My wife's parents, her little sister and her grandparents in the photo below. The place where we married is long gone, replace by apartments. The next day it was off to Bermuda and a stay at Elbow Beach.


----------



## ossian (Aug 21, 2016)

Congratulations to you pair. I hope that you have many more years together still. Make sure that your 40th is indeed a special one. :beerandwhistle:


----------



## Ameriscot (Aug 21, 2016)

Happy anniversary, Bob and Mrs Bob!


----------



## bluebreezes (Aug 21, 2016)

Congratulations and a very happy anniversary to you both! Love the photos.


----------



## Carla (Aug 21, 2016)

Congratulations to you both on your anniversary and on the longevity of your marriage. How lucky you are to have found each other!


----------



## Ruth n Jersey (Aug 21, 2016)

Happy anniversary! Great photos.


----------



## Bobw235 (Aug 21, 2016)

Thanks everyone. I was lucky to have found her, then to have her stay with me through the difficult times in college (we are from different faiths and her parents didn't approve), and through all the ups and downs that marriage can bring. We were so young, but by the time we married had been together for four years, so we knew each other well. Never lived together before marriage, but spent plenty of weekends with each other. With all that can go wrong in a relationship over the years, it still boggles the mind that we're still together.  

Thinking of a big party next year, perhaps followed by a trip. I've suggested Hawaii and New Zealand as possibilities.


----------



## Ruthanne (Aug 21, 2016)

Happy Anniversary Bob!


----------



## jnos (Aug 21, 2016)

Great photos, Bob. Congratulations! Your feeling of gratitude for what you have with her shines through. I'm betting she feels the same about you.


----------



## SeaBreeze (Aug 21, 2016)

Happy anniversary Bob, love your photos, that's a lovely lady you have there!


----------



## Warrigal (Aug 21, 2016)

Congratulations to you both


----------



## Bobw235 (Aug 21, 2016)

Thanks everyone, I really appreciate the kind wishes. It is surreal to look back over so many years and know I've been with the same person for so long. So many marriages fail for various reasons, but I lucked out.
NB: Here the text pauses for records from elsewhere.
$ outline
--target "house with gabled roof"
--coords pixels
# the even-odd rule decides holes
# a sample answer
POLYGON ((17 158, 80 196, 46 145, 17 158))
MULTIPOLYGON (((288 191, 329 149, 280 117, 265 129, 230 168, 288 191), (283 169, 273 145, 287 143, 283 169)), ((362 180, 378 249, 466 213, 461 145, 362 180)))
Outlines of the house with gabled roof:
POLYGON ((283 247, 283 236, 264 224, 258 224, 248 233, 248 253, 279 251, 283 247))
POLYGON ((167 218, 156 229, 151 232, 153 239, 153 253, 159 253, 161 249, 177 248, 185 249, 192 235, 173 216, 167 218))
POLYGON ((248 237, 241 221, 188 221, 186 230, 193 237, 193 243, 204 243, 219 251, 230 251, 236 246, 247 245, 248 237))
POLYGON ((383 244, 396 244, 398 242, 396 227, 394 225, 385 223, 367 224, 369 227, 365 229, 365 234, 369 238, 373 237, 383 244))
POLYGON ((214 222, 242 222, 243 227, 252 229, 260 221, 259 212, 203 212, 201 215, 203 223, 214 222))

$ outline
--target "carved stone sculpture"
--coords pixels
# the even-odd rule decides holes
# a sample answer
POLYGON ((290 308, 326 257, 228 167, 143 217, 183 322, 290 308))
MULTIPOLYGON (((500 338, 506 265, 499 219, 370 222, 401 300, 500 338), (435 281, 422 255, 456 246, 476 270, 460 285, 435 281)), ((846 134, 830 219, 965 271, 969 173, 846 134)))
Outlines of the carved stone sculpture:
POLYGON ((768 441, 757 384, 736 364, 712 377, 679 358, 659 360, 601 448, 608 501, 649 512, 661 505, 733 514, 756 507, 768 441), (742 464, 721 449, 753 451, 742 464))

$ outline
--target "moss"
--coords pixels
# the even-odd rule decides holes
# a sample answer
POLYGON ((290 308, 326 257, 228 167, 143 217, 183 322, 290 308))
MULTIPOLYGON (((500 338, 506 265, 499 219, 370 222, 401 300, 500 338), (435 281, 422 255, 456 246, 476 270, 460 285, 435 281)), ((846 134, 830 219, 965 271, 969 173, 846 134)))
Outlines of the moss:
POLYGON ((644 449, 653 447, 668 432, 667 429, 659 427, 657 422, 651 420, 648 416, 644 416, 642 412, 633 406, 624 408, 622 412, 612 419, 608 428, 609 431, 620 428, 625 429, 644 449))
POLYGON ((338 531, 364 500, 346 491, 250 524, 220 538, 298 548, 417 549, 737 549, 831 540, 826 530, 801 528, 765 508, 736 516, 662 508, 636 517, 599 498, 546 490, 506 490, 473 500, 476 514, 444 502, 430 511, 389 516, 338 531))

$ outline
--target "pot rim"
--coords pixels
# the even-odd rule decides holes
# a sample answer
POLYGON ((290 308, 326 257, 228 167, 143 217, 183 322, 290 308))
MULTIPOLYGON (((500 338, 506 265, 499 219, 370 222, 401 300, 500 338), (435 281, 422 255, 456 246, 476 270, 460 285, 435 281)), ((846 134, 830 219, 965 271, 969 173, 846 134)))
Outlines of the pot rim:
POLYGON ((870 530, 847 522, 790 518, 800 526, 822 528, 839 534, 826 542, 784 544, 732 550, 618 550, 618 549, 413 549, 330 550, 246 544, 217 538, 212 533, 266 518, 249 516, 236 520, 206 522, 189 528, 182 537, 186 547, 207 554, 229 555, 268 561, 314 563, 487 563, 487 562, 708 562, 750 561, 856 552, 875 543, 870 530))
I'm the only one in my family who has had a lasting marriage and I look at that with a sense of pride.


----------



## Jackie22 (Aug 21, 2016)

Happy Anniversary......yes, a long lasting marriage is quite an accomplishment.


----------



## RadishRose (Aug 21, 2016)

Next year, Mustique!

http://www.mustique-island.com/villa/les-jolies-eaux


----------



## Bobw235 (Aug 21, 2016)

RadishRose said:


> Next year, Mustique!
> 
> http://www.mustique-island.com/villa/les-jolies-eaux



Oh that does look inviting!


----------



## debbie in seattle (Aug 21, 2016)

Congrats!   We who have been married this long are few and far between nowadays.   My husband and I will hit year #42 in November, we're going to Maui for 2 weeks (not really a biggie, we've been going since 1993), but 2 weeks is a long time to be there.    2/2018 we are planning on New Zealand.   Life is short, should always enjoy it and celebrate.


----------



## Gemma (Aug 21, 2016)




----------



## fureverywhere (Aug 21, 2016)

Oh I just love those pictures!!! My brother got married in '72, it looks like you borrowed some of our relatives Happy Anniversary and Many Many More


----------



## Butterfly (Aug 21, 2016)

Happy anniversary, and congratulations on your long lasting marriage, Bob.


----------



## Capt Lightning (Aug 22, 2016)

Congratulations!   We're reaching 43 years next month and I recon she deserves Olympic gold for putting up with me !   We missed celebrating our 25th as I was in Florida on business, but for 40, we had a nice holiday in the Netherlands.  We're not one for parties, but if we're lucky enough to see 50 years,  we might have a family get together...

At my parents' 50th. anniversary do, I mentioned to my brother that it reminded me of my own wedding where I only knew about half the people there.  He just replied cynically that I was lucky I knew that many!


----------



## Manatee (Aug 22, 2016)

We got married after I got out of the Navy, 57 years ago.


----------



## Ken N Tx (Aug 23, 2016)

Happy Anniversary...

Sept 14 will be 53 for us....


----------